La dame a fini son office : elle referme consciencieusement la petite barrière bloquant l’accès à l’autel, remet en place les coussins pourpres de décoration, et range son matériel. Quelques visiteurs viennent contempler la décoration, mais fuient rapidement le lieu, poussés par l’appel d’endroits plus palpitants, ou par l’atmosphère emplie d’ondes nerveuses qui se dégagent de moi à leur présence.
C’est une activité bien étrange que de venir s’asseoir ici, et de diriger ses pensées vers les questionnements et doutes qui nous habitent, avec pour miroir de ces-derniers, une incarnation fantasmagorique d’une puissance créatrice. C’est un exercice que je trouve agréable. Après tout, y-a-t-il une différence notable entre le fait de dialoguer à voix haute avec une personne qui ne saisit pas vos tourments, ou à voix intérieure avec une personne qui n’est pas là, mais sait tout de vous et des mystères du monde?
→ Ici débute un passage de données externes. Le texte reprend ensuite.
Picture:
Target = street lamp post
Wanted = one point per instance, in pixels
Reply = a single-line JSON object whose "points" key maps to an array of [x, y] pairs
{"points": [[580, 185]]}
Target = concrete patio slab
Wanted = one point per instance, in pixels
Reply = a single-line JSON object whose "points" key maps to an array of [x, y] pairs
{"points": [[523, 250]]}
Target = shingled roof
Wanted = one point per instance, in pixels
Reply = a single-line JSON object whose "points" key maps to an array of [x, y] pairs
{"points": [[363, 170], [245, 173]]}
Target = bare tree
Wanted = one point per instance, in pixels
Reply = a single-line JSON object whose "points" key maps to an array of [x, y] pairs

Cette activité réflexive m’a plus d’une fois permis de démêler le vrai du faux, le bien du mal, le logique de l’illogique et surtout, de prendre une distance de recul suffisamment confortable pour appliquer à mes propres faits l’objectivité que je me targue de pourchasser en tout lieu.
Brusquant une fois encore le cérémonieux silence du lieu, je provoque un grincement de banc en me relevant. Goûtant chaque pas apposé sur le sol de vieilles pierres, j’admire l’orgue qui fait face à l’autel, puis opère un joli virage vers la sortie et l’aveuglante lueur de l’astre du jour. Il est 14h15, et je n’ai pas très faim.